Selanjutnya kata dia, surat dari Kejagung ini, sudah diserahkan kepada Ketua PN Labuan Bajo cq Majelis Hakim, untuk dicantumkan dalam berita acara sidang tambahan 3 Februari 2025. Dimana selanjutnya dikirimkan ke PT Kupang.

“Jika tidak ada surat pembatalan 1998 terhadap tanah 10 Maret 1990 pun, hasilnya sama. Tanah 11 hektar itu buka tanah anak-anak Niko Naput. Singkatnya, bukan karena surat pembatalan 1998, yang berakibat tidak adanya tanah Niko Naput di 11 hektar. Akan tetapi surat alas hak 10 Maret 1990 itu sendiripun, tanahnya tidak terletak di 11 hektar almarhum IH”, terang Jon Kadis.

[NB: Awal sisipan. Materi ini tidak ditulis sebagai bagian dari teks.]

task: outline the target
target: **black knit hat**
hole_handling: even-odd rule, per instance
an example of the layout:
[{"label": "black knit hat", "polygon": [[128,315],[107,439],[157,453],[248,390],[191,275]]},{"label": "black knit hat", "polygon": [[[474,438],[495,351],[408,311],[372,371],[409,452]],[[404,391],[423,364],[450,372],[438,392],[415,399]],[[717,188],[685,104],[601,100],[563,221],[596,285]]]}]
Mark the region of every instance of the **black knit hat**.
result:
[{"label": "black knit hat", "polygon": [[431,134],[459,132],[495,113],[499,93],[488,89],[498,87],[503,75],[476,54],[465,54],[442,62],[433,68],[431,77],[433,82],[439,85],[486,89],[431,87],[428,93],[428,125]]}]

Lebih lanjut Jon menuturkan, sebab itulah Majelis Hakim PN Labuan Bajo memutuskan perkara ini, bahwa keadilan itu berada di pihak para ahli waris almarhum Ibrahim Hanta.

“Alasannya? Bukan karena surat pembatalan 1998 terhadap tanah perolehan surat 10 Maret 1990 itu, tetapi karena terbukti oleh data dukung Penggugat sendiri, yaitu para saksi fakta dan surat keterangan perolehan hak ahli waris 2019 dari Kuasa sah Fungsionaris ulayat, dimana menerangkan 11 hektar tanah itu sudah dimiliki sejak 1973,” jelas Jon Kadis.

Ia mengungkapkan, Majelis Hakim PT Kupang yang delegasikan PN Labuan Bajo untuk menggelar sidang tambahan 3 Februari 2025 lalu, didemo oleh keluarga besar ahli waris alm. IH dan masyarakat peduli hukum keadilan di kantor PN Labuan Bajo. Dimana menilai Majelis Hakim PT kupang patut diduga tidak profesional dan diduga masuk angin.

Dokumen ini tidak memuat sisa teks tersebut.